The 1974 Annual Meeting was again held at the Church of the Holy Trinity. Ewert Cousins was reelected President, Pieter de John and Jean Houston became Vice-Presidents, Theodosius Dobzhansky was the Honorary Vice-President, Winifred McCulloch was elected Secretary, and Pemala Alderson became Treasurer. The Board of Directors had now grown to include Thomas Berry, Anne Martin Brennan, Beatrice Bruteau, Elizabeth Fish, Robert Francoeur, Richard Givens, Donald Gray, Alice Knight, R. Wayne Kraft, Margaret Bach Lynch, Robert McGuire, S.J., Gertrud Mellon, and Roger Wescott. Elizabeth Fish, a member from the first 1968 meeting, was our liaison with St. James’ Church. Roger Wescott, Chairman of the Department of Anthropology at Drew University, was also a linguist, futurologist, and poet.

The Secretary reported that there were 482 members. She reported also that there were now 550 books in the library and that most of the French books and paperbacks had been handsomely bound by one of our members, Liliane Zemla. (She and her husband, Joseph, were familiar figures at the evening seminars where they were in charge of the admissions desk.) The library was enriched by another member whom we never saw at the Center for he was a house-bound invalid. Edward Quinn was an inspired teacher of Teilhard’s thought to a small circle of his friends, and on his death, at his request, his friends, instead of sending him flowers, made a small gift to the Association’s library.
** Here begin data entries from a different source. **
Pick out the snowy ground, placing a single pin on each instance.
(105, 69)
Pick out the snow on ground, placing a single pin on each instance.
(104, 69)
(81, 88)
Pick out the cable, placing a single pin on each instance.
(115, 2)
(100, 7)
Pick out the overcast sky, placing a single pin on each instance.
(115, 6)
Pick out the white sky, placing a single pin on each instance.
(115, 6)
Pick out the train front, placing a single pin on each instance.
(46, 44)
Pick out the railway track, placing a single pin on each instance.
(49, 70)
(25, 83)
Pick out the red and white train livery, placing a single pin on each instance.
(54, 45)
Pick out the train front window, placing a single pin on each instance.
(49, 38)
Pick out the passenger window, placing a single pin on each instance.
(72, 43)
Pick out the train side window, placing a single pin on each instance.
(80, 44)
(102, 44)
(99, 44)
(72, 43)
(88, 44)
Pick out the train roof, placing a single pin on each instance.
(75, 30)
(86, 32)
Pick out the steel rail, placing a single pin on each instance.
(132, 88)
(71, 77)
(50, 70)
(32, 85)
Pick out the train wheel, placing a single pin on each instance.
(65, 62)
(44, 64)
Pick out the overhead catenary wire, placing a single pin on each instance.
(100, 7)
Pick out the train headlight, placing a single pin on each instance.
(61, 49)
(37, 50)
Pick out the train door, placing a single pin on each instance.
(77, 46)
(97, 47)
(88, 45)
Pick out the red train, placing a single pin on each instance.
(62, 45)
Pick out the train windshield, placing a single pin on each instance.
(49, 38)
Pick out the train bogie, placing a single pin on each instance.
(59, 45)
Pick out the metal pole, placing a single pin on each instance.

We used this special bequest to purchase volumes of the Oeuvres and letters published in France.

The most important matter of business was the report of the Committee on the change of the name. There were two proposals: The Teilhard Center for an Evolving World and The American Teilhard Association for the Future of Man. After much discussion the latter was chosen. It overcame the difficulties of the old name which gave the impression of an Association dedicated merely to the study of the life and thought of an individual and indicated an active goal to be worked for in society. Foundations are not likely to give financial support for the perpetuation of one man’s ideas, and as we intended to seek some funding for our work we hoped that our new name more accurately expressed the purpose of the Association. Later, during the luncheon, a round of applause greeted announcement of our choice.

Thomas Berry was the afternoon speaker that year: his subject, “The Dynamics of the Future.”

Mr. Edward Mcguire, Jr., the lawyer who had helped so generously in the incorporation of the Association back in 1967, was approached once more. When the Secretary asked him to give an estimate of his fee he replied laconically, “You can’t afford me” and then proceeded to generously donate his services as a tribute to Minna. We here record our deep appreciation of the time he devoted to our cause that long, hot summer. Upon a vote of 51 members of the two Boards, with 4 against the motion, our new name became effective in September of 1974.

Alice Knight’s book, Teilhard de Chardin: a Primer, had been published late in the spring, eliciting most favorable reviews, and that autumn she led a well-attended discussion group in which she introduced Teilhard’s enormous vision from the “big bang” to Omega, all enlivened by her artist’s gift for improvising illustrations. Thomas Berry, with his concern for the spiritual traditions of mankind, offered the first of his seminars on “Spirituality of the American Indian,” and Fr. McGuire continued his Friday evening sessions using Teilhardian themes in a charismatic program to help individuals in search of spiritual growth.

Some thought was now given to the fact that 1975 would be the Twentieth Anniversary of Teilhard’s death. Fr. Almagno had made over to the Association all rights to his definitive bibliography – it already contained some 3,000 items and was about 250 pages in length – and we hoped to publish it. It would find its place in university libraries throughout the English speaking world and also those in French, German, Spanish and Italian speaking countries. The Secretary’s visit to a Trust Officer at the Chase Bank headquarters (surprisingly he had attended Fordham and already knew about Teilhard and did attend one of our Executive Committee meetings) was fruitless because their funds had to be committed to more socially active programs. And her visit to The National Foundation for the Humanities in Washington, D.C. elicited the information that money was not available for publication but only for research (which had already been done). Likewise, attempts by Gertrud Mellon and Ewert Cousin to interest the Rockefeller Committee for Critical Choices were equally unsuccessful.

Whatever we were to accomplish would have to be done with the same inadequate funding on which we had existed for the past eight years.